After a quick conversation with a daughter and the hospice chaplain, I went to the bedroom, where P. was now camped out, on oxygen, wondering when the pain medication would do more than make her feel sleepy. At the side of the bed was a picture of her late husband, whose hospice bed we had sat beside just eleven months ago. It was his retirement picture, signed by all of his colleagues. In a way it was his chance to repay the favor and sit by her bed.

P. had a smile for me and chuckled, “Well, here we go. Not a pretty picture, huh?”

“Looks like you had a rough weekend,” I said.

She said, “Yeah, but what are you going to do?”

We talked a little about how she felt, between sips of ginger ale.

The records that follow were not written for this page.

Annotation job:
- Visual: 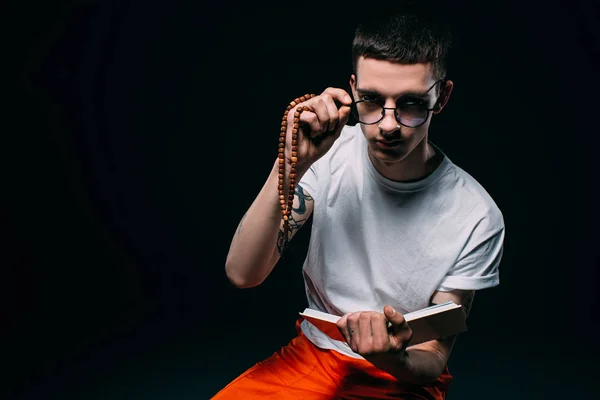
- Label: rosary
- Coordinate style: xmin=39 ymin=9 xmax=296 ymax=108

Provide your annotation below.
xmin=278 ymin=94 xmax=316 ymax=252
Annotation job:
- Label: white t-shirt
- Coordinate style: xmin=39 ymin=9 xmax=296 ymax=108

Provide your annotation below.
xmin=300 ymin=124 xmax=504 ymax=358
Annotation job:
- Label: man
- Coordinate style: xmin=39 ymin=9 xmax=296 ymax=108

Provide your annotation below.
xmin=214 ymin=3 xmax=504 ymax=399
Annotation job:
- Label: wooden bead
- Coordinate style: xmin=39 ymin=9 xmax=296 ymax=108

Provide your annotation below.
xmin=277 ymin=93 xmax=316 ymax=252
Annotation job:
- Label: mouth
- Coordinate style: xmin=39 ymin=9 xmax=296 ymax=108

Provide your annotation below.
xmin=375 ymin=140 xmax=403 ymax=149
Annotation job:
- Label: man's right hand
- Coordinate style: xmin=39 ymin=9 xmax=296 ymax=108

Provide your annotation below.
xmin=285 ymin=88 xmax=352 ymax=171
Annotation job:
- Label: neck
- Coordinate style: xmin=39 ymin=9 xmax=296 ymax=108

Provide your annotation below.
xmin=369 ymin=138 xmax=441 ymax=182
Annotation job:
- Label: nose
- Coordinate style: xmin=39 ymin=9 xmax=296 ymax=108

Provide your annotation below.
xmin=379 ymin=108 xmax=399 ymax=133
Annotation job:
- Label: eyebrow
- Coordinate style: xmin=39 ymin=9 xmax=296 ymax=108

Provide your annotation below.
xmin=356 ymin=88 xmax=429 ymax=100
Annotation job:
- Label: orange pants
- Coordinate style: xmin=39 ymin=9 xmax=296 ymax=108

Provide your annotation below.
xmin=212 ymin=320 xmax=452 ymax=400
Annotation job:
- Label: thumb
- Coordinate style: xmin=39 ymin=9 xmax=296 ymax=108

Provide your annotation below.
xmin=334 ymin=105 xmax=351 ymax=139
xmin=383 ymin=305 xmax=405 ymax=325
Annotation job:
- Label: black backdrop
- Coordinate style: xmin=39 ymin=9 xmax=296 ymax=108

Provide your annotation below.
xmin=5 ymin=0 xmax=600 ymax=399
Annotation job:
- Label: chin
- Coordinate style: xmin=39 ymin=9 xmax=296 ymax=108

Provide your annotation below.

Since she was starting to doze off, I didn’t hesitate to ask, “Would you like communion?” As always, she said, “Yes.” As I got the bread and wine ready, I suspected it would be the last time I would bring the sacrament to her. As I spoke the words of our Lord, she closed her eyes to listen. I touched her hand, she opened her eyes, and ate and drank her Savior’s gift of grace and life. I assured her of God’s forgiveness and we prayed.

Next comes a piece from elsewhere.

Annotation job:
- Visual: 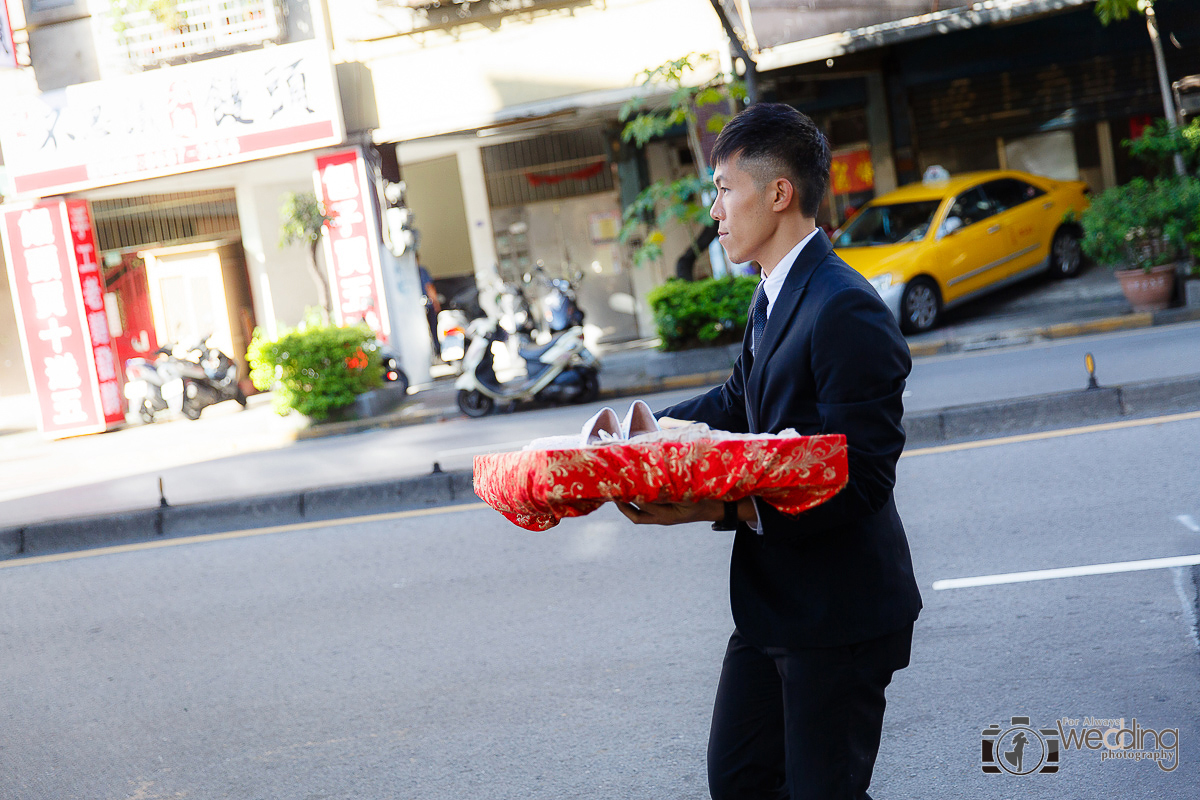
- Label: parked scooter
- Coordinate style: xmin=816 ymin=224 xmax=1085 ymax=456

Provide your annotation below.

It is easy to pray in situations like that. We thank God for the care he provides, we commend ourselves into his hands, and speak the prayer our Lord taught us. A quick benediction, and I knew it was time to go.

I got the call Thursday night that she had died after a few days of being unresponsive. I was thankful for the opportunity to visit her that one last time.

Two years ago, I did a memorial service for P.’s mom. Last year for her husband. And now it will be her turn. I am impressed and moved by how she graciously handled both life and death, kind of like Paul describes in 2 Corinthians 4: “We are afflicted in every way, but not crushed; perplexed, but not driven to despair; persecuted, but not forsaken; struck down, but not destroyed” (2 Cor. 4:8-9). The worst this world dishes out is nothing compared to the grace God pours into our lives. I am thankful for people like P. who lived out this truth.

The only thing P. worried about was her two grandsons. How she loved them and how they loved her! I wonder what they’ll remember the most about their grandparents. Knowing them and the family, it will be something that brings joy not sadness, and that’s just the way it should be.

The Yorkie didn’t see me out as she usually did. She had work to do. And I understood,.